嫌、まあそのおかげでラグナロクに会えたけど..........あれっ、そう言えばラグナロクはどこに居るんだ?
「なあ桜、ラグナロクはどこに居るんだ?」
「ラグちゃんは私の鞄に入ってるわ」
「マジで?」
そう言って隣に座っている桜の鞄の中を見てみるとそこには龍の姿のラグナロクが居た、だけどこの前より小さく成っている気がする
「なあラグナロク、お前小さくなってないか?」
『こんなに小さくなれるんだもん、だけどいつもより弱くなるんだもん』
どう言う構造してるんだ?口からはビームを打つし、人間になれるし、小さくもなれる何て、便利だな
「へー、便利だな龍の体って」
「おーい、ラーザお前の班の番だぞ、ちゃんとここに来て威力とかをみんなに見せてくれ」
気づけばルーちゃん達の班はもう剣の説明が終わっていたらしい、あと何でか壁に小さな切れ目がある、何で?
「はーい、今行きます」
そう言い黒板の前に立つ
「じゃあ、その剣で思いっきり壁を切ってくれ」
切れ目の原因お前か!
「本当に思いっきりで良いんですか?」
「ああ、まあ安心しろ、何せこの壁は自己再生魔法が施されている上にとても頑丈だから、ほら、かおる達が付けた傷もなくなってるだろ、これならお前でも安心出来る。
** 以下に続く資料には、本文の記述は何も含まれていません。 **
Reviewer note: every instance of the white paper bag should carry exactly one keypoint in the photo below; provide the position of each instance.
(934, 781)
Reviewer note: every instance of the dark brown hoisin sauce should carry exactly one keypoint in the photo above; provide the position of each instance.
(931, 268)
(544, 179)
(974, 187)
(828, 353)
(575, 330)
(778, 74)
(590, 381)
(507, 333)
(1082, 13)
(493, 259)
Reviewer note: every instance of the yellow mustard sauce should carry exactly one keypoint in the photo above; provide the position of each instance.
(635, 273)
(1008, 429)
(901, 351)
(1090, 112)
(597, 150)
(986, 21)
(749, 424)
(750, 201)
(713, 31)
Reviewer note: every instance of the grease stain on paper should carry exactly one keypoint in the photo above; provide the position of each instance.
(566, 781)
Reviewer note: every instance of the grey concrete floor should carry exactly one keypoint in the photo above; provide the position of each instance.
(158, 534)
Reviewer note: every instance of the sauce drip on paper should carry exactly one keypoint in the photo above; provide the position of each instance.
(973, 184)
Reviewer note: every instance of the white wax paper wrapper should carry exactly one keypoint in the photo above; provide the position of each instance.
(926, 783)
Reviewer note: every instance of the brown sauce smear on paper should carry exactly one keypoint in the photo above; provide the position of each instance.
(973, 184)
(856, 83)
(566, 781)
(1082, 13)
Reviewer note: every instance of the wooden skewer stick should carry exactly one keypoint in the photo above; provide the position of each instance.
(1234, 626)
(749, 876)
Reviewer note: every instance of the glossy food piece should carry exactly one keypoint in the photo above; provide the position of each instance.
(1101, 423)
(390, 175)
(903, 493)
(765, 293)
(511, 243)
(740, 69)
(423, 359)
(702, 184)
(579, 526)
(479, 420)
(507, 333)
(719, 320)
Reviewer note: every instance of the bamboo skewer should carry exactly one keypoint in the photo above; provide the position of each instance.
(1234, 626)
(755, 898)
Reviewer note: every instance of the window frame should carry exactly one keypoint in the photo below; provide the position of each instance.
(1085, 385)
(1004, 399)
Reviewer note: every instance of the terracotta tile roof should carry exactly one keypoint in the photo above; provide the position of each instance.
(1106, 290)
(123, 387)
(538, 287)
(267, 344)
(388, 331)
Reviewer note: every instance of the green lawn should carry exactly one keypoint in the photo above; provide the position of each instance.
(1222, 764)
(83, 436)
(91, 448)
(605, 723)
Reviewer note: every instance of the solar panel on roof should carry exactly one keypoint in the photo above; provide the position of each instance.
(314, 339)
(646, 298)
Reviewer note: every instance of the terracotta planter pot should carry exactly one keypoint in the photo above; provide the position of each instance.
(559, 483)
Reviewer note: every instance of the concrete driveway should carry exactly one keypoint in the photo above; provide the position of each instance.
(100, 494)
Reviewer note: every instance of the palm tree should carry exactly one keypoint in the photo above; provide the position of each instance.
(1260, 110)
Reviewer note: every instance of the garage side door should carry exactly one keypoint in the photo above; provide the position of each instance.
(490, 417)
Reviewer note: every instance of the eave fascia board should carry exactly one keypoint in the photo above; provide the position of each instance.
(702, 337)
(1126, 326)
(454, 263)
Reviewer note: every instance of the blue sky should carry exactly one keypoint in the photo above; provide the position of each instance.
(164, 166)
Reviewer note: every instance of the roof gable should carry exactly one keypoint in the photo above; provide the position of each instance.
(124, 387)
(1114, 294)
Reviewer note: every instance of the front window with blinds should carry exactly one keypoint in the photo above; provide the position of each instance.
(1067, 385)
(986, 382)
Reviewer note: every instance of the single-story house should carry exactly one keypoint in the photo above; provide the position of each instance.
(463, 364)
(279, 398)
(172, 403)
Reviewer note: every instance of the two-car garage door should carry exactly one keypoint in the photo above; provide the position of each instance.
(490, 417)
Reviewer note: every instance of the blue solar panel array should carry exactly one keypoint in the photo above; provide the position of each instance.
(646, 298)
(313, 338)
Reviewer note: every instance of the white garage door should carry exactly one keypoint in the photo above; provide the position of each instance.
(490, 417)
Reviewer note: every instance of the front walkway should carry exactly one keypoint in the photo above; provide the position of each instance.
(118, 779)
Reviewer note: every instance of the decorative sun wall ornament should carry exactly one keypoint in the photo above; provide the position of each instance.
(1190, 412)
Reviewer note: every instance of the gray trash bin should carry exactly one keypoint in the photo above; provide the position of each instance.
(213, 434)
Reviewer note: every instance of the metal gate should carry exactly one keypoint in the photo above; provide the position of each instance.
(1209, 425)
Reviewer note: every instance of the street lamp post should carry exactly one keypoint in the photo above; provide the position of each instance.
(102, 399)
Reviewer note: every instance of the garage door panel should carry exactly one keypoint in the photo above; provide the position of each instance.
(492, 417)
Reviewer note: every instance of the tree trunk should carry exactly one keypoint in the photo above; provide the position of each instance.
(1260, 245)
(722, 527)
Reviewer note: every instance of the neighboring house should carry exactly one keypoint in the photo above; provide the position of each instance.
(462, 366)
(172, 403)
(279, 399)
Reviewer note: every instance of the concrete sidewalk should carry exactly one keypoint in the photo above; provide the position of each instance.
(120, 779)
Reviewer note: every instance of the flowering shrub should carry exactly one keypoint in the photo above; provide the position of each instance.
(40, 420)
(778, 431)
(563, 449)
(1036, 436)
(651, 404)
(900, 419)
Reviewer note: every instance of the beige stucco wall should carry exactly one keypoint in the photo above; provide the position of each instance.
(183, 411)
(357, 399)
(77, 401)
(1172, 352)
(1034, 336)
」
そう言われたのでさっきまで傷があった壁を見ると本当にそこの壁が再生していた、
異世界魔法恐るべし、
て言うかどうしてそんな事が出来るのにもっと便利なものが無いの?スマホとか、漫画とか、特に漫画!
「分かりました、じゃあ行きます、
スー、ハー、テイっ!」
大きく息を飲み込んだあと剣を壁に向かって力強く降る、すると......何も起こらなかった
「あれっ?何で、今貫通したと思ったんだけど」
変だなと思いながら二郎さんの方を見ると彼は顔を真っ白にしながら壁を見ていた、
俺も恐る恐る二度見すると校庭が見えた、そう壁が綺麗に斜めに切り落とされていたのだ、幸い切られたのは内のクラスの壁だけだった、
しかし校庭の奥にある木もキレイに切れている
「相変わらず凄いっすね師匠は」
「あらま」
「.......」
「.......」
「.......」
「お前、人間じゃねえよな、神か魔王だよな」
桜とリキは 「まあラーザだし」 って感じにしているけどルーちゃん、かおる、かな達は声が出ない程驚いている、
挙げ句の果に先生には神か魔王かどっちか何て言われている、魔王は俺より弱いのに
「凄い性能ですねこの剣」
「「「凄いってレベルじゃねーよ」」」
おお、全員同じ事を言った、て言うか叫んだ
「よし、お前等、勝ちはラーザ達で良いな」
「意義なし」
「よーし、今年が始まってからまだ一回も普通な授業をして無いけどもう帰っていいぞ、どうせこの壁を修理しなくちゃならないから」
「あのー、本当にスミマセン」
二郎さんに謝った後教室を出る
「ねえねえラーザ君、その剣触っても良い!」
教室を出た途端ルーちゃんが話しかけて来た、
「うーん、良いけど気おつけてね」
「大丈夫、汚さないから」
「そうじゃなくて学校の方を壊さない様に」
「そ、そうね」
最初は剣をブンブン振り回していた彼女も自分の手の中に有る化け物の怖さが分かったみたいで今は慎重に扱ってる。